Organizers of Michigan's "treatment not jail" initiative are getting a crash course in political hardball courtesy of political appointees in the state government and their allies in Washington, DC. The Michigan Drug Reform Initiative suffered a major -- possibly fatal -- blow on Monday when the Michigan Board of Canvassers balked at its wording. What should have been a simple matter of certifying petitions to put the initiative on the ballot instead became an opportunity for organized opponents to attack the initiative and for the Board to delay a decision on whether to approve the initiative for November.
The Board will reconvene next Tuesday to decide whether the initiative meets legislative requirements that it include the wording of all sections of the state constitution it would impact, but initiative organizers fear the worst. "I am apprehensive, given the way the powers-that-be in the state have lined up against us," said Maia J. Storm, a spokesperson for the initiative. "I am afraid the Board will force us to go to the courts, which are packed with Englerites [supporters of Michigan Gov. John Engler, who strongly opposes the measure]," she told DRCNet. "That could be the doom of the initiative. Everyone should be very upset by this maneuver; this is raw power politics being wielded to deny the people a chance to vote."
Opponents will need to rely on a stacked court, if their arguments against the initiative at the Board are any measure of their honesty. One opponent, Craig Yaldoo, head of the state health department's drug control unit, outrageously told the Board the measure would result in "the legalization of crack cocaine, heroin and PCP." Needless to say, the measure does not legalize any drugs.
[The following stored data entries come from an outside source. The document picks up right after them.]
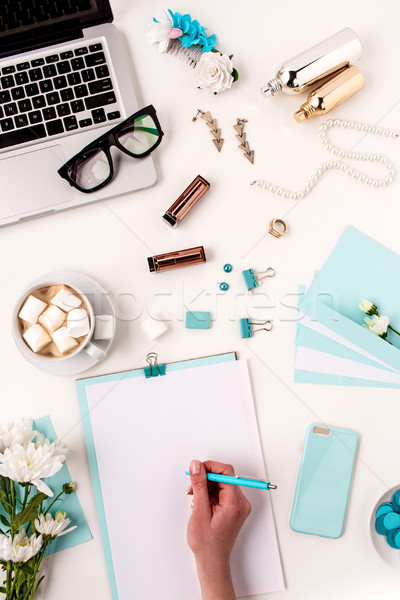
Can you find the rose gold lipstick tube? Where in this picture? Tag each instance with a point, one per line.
(186, 201)
(172, 260)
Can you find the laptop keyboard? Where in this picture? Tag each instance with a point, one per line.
(14, 15)
(55, 94)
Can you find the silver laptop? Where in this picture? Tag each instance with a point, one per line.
(64, 81)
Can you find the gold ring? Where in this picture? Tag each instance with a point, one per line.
(277, 227)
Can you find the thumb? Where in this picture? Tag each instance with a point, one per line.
(198, 479)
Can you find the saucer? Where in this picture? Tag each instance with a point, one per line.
(101, 304)
(390, 555)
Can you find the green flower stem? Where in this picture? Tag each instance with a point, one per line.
(392, 329)
(13, 506)
(31, 586)
(14, 581)
(8, 579)
(27, 489)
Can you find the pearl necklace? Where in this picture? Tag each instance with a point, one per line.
(338, 164)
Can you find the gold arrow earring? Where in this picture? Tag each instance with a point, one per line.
(241, 137)
(212, 124)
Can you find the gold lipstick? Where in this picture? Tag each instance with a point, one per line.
(186, 201)
(180, 258)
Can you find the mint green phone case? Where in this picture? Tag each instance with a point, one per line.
(324, 480)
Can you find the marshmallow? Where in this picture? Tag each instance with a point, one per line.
(63, 340)
(152, 328)
(31, 309)
(36, 337)
(66, 300)
(78, 322)
(52, 318)
(104, 327)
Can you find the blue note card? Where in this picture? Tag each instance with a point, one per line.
(68, 503)
(358, 268)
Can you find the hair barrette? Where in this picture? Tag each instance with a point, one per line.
(184, 37)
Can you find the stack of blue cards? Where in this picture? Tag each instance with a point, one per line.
(332, 346)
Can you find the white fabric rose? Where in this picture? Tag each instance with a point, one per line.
(214, 72)
(367, 307)
(378, 325)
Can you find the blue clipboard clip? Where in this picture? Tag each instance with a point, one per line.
(154, 369)
(253, 279)
(246, 327)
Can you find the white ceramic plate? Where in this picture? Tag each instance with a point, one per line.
(390, 555)
(101, 304)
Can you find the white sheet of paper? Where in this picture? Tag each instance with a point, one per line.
(308, 359)
(145, 433)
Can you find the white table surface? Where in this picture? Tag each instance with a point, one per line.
(110, 242)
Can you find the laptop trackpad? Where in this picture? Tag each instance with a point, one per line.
(30, 182)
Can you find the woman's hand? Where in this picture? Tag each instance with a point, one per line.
(219, 511)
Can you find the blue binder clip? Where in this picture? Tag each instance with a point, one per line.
(246, 327)
(253, 279)
(154, 369)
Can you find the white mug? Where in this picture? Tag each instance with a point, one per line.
(86, 346)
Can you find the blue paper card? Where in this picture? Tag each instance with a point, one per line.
(306, 337)
(358, 268)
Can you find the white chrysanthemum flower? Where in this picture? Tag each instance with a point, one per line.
(20, 548)
(19, 432)
(368, 307)
(53, 527)
(33, 462)
(378, 325)
(213, 72)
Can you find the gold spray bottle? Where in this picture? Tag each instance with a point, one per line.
(330, 94)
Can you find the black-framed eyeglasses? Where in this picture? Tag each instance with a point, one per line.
(92, 168)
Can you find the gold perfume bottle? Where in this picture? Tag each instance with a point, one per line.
(331, 93)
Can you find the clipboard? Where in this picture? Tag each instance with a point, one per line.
(100, 399)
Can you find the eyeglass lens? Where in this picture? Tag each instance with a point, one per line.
(140, 136)
(137, 138)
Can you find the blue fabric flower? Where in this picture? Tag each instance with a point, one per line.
(193, 32)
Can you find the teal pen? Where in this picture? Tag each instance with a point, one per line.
(243, 481)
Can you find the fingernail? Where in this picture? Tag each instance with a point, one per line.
(195, 467)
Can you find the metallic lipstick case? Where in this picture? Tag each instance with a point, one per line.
(186, 201)
(172, 260)
(325, 59)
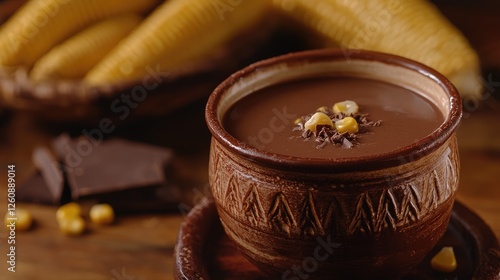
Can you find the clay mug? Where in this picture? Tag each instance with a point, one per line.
(356, 218)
While in-state foes of the measure appear to be manipulating the system in an anti-democratic fashion, Sen. John Conyers, the long-time Michigan Democrat, has lashed out at the DEA for attempting to lobby against the initiative. In a press release on August 23, Conyers accused the DEA of "possible misuse of federal funds without proper authorization by Congress and in contravention of existing law."
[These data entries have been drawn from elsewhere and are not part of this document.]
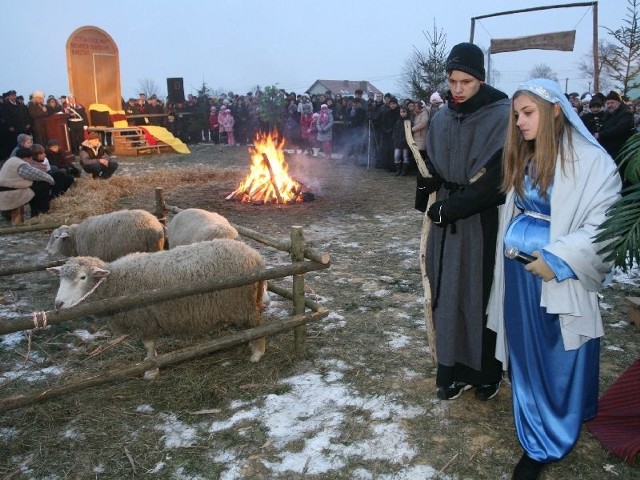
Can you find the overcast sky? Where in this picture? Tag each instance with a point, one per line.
(238, 44)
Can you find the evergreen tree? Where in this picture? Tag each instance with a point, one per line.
(623, 60)
(424, 72)
(272, 106)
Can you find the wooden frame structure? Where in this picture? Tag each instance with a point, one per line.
(304, 259)
(594, 5)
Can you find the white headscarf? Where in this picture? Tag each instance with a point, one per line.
(550, 91)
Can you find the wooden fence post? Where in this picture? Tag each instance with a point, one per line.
(161, 209)
(297, 255)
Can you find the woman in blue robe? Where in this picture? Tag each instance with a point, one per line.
(559, 184)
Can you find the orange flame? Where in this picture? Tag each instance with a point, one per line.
(268, 180)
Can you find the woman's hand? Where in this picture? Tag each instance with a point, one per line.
(540, 268)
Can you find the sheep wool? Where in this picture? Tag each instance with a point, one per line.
(197, 225)
(109, 236)
(183, 317)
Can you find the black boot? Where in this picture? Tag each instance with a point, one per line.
(527, 469)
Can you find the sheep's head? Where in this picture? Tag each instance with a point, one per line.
(60, 242)
(77, 277)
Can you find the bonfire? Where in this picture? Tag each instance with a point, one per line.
(268, 180)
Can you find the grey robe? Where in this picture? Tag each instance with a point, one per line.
(459, 146)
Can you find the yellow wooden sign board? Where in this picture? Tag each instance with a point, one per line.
(93, 65)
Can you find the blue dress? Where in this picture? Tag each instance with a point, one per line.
(553, 390)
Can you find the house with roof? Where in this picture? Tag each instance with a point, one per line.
(346, 88)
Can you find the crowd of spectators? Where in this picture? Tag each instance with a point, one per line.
(359, 128)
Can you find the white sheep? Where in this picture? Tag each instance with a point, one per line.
(197, 225)
(183, 317)
(109, 236)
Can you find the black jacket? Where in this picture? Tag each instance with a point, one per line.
(617, 127)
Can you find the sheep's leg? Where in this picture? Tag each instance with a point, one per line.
(257, 348)
(150, 346)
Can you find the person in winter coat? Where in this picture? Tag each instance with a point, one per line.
(20, 183)
(227, 123)
(40, 161)
(388, 119)
(38, 113)
(324, 124)
(214, 125)
(400, 145)
(464, 145)
(559, 184)
(617, 127)
(307, 140)
(58, 158)
(94, 159)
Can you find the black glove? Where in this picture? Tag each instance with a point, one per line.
(438, 214)
(424, 187)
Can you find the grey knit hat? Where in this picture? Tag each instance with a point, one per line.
(467, 58)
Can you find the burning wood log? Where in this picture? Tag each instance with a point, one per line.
(267, 163)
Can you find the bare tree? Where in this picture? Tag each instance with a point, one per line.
(624, 57)
(424, 72)
(542, 70)
(148, 87)
(585, 66)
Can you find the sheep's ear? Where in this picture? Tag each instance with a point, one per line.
(99, 272)
(55, 270)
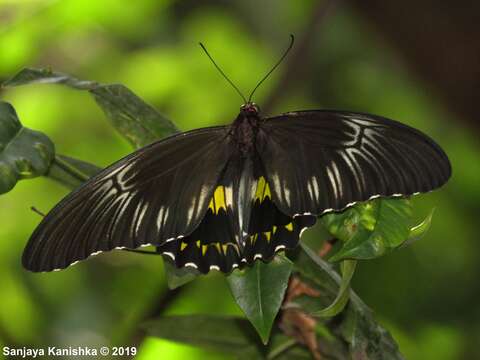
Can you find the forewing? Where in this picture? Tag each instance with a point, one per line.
(320, 161)
(157, 193)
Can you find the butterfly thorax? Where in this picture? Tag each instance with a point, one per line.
(245, 128)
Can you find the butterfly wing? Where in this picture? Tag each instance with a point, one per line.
(320, 161)
(159, 192)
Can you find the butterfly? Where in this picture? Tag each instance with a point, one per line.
(222, 197)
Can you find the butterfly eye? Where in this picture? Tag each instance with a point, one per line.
(250, 108)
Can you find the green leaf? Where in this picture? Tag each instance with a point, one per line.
(355, 325)
(177, 277)
(348, 269)
(419, 231)
(24, 153)
(372, 229)
(259, 291)
(47, 76)
(140, 123)
(227, 334)
(137, 121)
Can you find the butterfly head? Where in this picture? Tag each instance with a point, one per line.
(249, 109)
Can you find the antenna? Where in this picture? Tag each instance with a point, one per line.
(292, 40)
(223, 74)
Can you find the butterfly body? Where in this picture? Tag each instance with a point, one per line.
(223, 197)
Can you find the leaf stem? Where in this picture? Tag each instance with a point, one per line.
(282, 348)
(71, 170)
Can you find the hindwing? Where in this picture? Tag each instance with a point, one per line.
(152, 196)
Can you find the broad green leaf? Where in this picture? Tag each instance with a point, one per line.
(259, 291)
(355, 325)
(71, 172)
(227, 334)
(134, 119)
(24, 153)
(419, 231)
(366, 338)
(177, 277)
(137, 121)
(371, 229)
(347, 269)
(47, 76)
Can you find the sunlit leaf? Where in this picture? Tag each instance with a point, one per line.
(24, 153)
(355, 325)
(365, 337)
(177, 277)
(71, 172)
(417, 232)
(137, 121)
(348, 269)
(371, 229)
(228, 334)
(259, 291)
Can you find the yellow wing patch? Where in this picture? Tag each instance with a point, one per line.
(263, 189)
(219, 247)
(289, 227)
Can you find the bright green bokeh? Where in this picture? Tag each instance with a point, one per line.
(427, 294)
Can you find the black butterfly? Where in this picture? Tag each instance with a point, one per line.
(222, 197)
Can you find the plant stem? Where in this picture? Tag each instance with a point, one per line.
(282, 348)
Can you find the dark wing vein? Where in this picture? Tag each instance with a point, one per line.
(320, 161)
(158, 192)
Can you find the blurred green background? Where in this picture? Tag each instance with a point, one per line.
(426, 295)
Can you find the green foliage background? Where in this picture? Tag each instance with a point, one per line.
(426, 294)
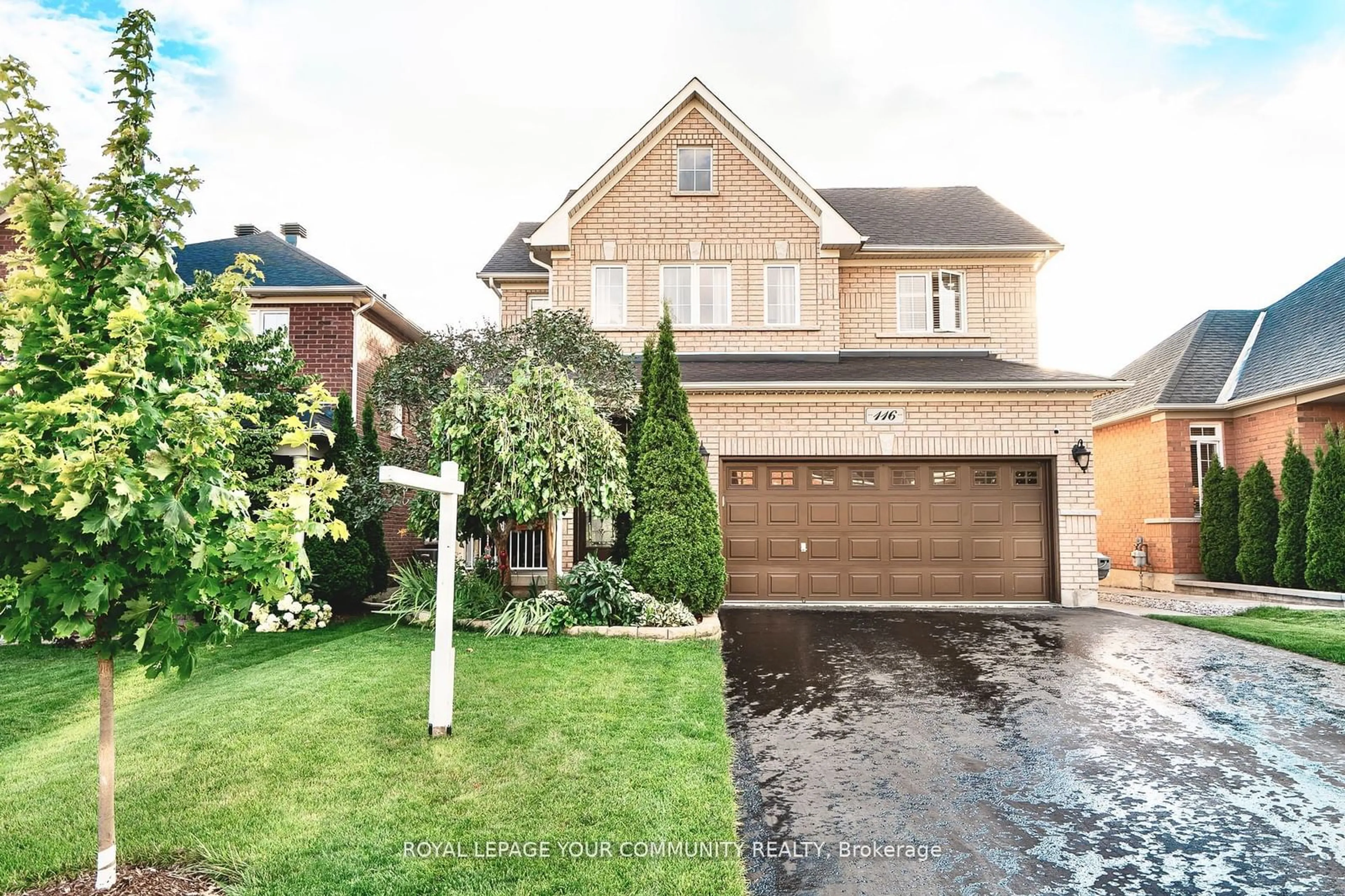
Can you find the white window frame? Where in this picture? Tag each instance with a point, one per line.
(626, 295)
(925, 276)
(1218, 442)
(677, 167)
(959, 309)
(696, 294)
(766, 295)
(257, 318)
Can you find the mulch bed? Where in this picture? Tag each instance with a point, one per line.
(134, 882)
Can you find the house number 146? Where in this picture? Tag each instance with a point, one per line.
(885, 415)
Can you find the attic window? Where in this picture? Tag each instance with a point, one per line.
(934, 302)
(695, 169)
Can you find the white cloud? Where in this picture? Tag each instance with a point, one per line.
(1194, 27)
(411, 139)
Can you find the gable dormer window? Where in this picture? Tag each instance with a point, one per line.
(695, 170)
(930, 303)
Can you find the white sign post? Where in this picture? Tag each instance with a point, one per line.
(442, 659)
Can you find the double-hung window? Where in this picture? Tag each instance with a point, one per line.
(782, 295)
(697, 295)
(608, 296)
(1207, 443)
(695, 170)
(931, 302)
(267, 319)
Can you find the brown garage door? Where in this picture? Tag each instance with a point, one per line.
(887, 531)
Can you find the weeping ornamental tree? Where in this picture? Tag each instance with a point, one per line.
(1219, 524)
(674, 541)
(1296, 486)
(123, 510)
(1258, 525)
(1327, 517)
(529, 451)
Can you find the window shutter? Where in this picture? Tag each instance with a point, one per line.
(950, 310)
(912, 303)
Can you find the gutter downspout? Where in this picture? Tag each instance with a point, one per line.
(532, 257)
(354, 357)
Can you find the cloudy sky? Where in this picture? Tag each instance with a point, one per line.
(1189, 155)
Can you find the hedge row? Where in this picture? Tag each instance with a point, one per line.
(1296, 541)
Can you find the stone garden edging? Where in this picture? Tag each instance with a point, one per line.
(708, 627)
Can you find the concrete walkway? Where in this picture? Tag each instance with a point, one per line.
(1141, 603)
Conyers said: "It appears that the DEA has been actively engaged across the country in collaboration with groups who are opposed to ballot proposals involving reform of our drug laws. Citizens opposed to this kind of ballot initiative clearly are permitted to campaign and lobby in support of their point of view in an effort to win public support for their position. This is what our democracy is all about. But it is far from clear whether federally funded agencies and their employees can be used to spread a message or promote a campaign for or against a ballot initiative, on federal property and on government time.
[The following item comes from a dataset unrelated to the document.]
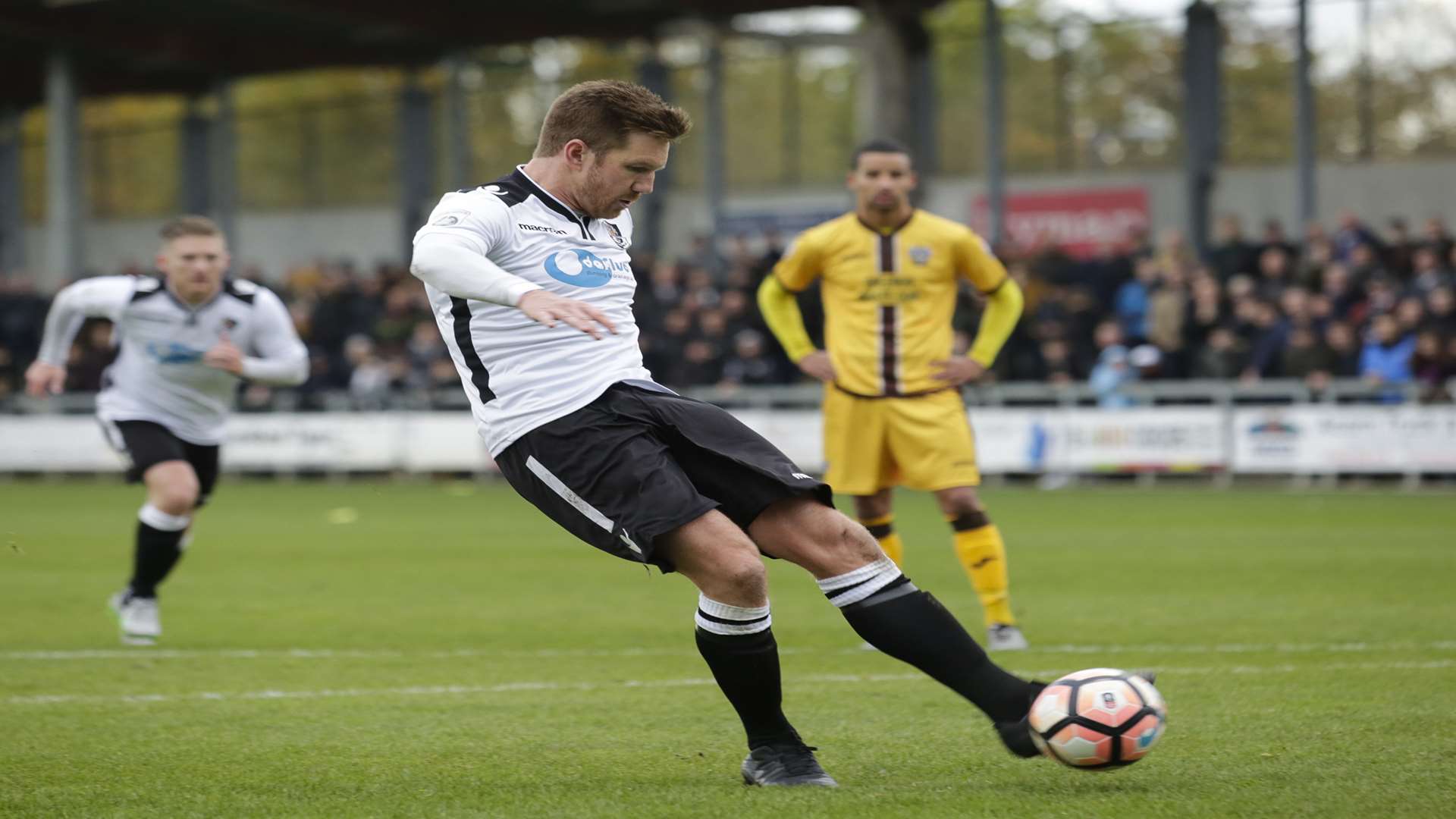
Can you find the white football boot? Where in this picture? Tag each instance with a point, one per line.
(140, 618)
(1005, 637)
"The use of our local DEA office by those opposed to the Drug Reform ballot initiative seems clearly in violation of Section 601 of Public Law 107-77 (November 28, 2001), which clearly states that no part of any appropriation for DEA can be used for 'publicity or propaganda purposes' not authorized by Congress. I am concerned that DEA has actively been involved in a campaign, both locally and nationally, to oppose drug reform proposals which have been properly and legally put before the citizens of this state for their approval or rejection. There seems little doubt that the appropriations for DEA are specifically prohibited from being used for this purpose. This apparently unlawful involvement of the DEA to promote a political agenda must cease immediately. We cannot allow the integrity of our national government to be compromised for any purpose, regardless of the intent of these over zealous federal activists. I am shocked that judges in violation of their Canon of Ethics would participate as well."
Conyers may be shocked, but such shenanigans are nothing new to Dane Waters, head of the Initiative and Referendum Institute (http://www.iandrinstitute.com), a nonpartisan watchdog group. "There has always been conflict between the government and the people on some ballot measures," he told DRCNet. "There have been cases where local officials let their prejudices show through; you often see that in supposedly neutral ballot summaries, but what is going on in Michigan appears to be one of the more blatant efforts," he said. "The Board is not specifically empowered to deal with the subject matter of the initiative, but the Board clearly knows the governor's position. And those Michigan judges, there have been cases where judges there really strained to get around the law."
"Nationally, there seems to be some collusion among federal and state governments about these drug policy issues," Waters told DRCNet. "They've seen how popular they are with the people. As far as the legality, it's hard to say. There is no distinct federal law on this, but my personal belief is what they're doing crosses the line. We've sent a FOIA to the DEA regarding what position they take on ballot measures and initiatives, but they haven't responded yet," he said. "If the head of the DEA wants to talk about the overall issue that's one thing, but when they start advocating a specific vote that's probably illegal activity," said Waters.
"The Republican establishment doesn't like all this drug policy reform, even though it is very clear, at least from election results since 1998, that voters support it," Waters continued. "You see similar things going on in Ohio (http://www.drcnet.org/wol/239.html#ohioelection) where Hope Taft and her husband the governor are trying to stop reform from occurring. Whether it's Asa Hutchison going to Nevada to badmouth the marijuana decrim, or President Bush, or Karl Rove, they are all doing what they can to stop these initiatives. They're saying if they can't beat it at the ballot box, they'll go the judicial route."
And so may the Michigan Drug Reform Initiative, said Storm. "There is a nasty pattern of DEA and state government spending money to oppose us. We are exploring our legal options."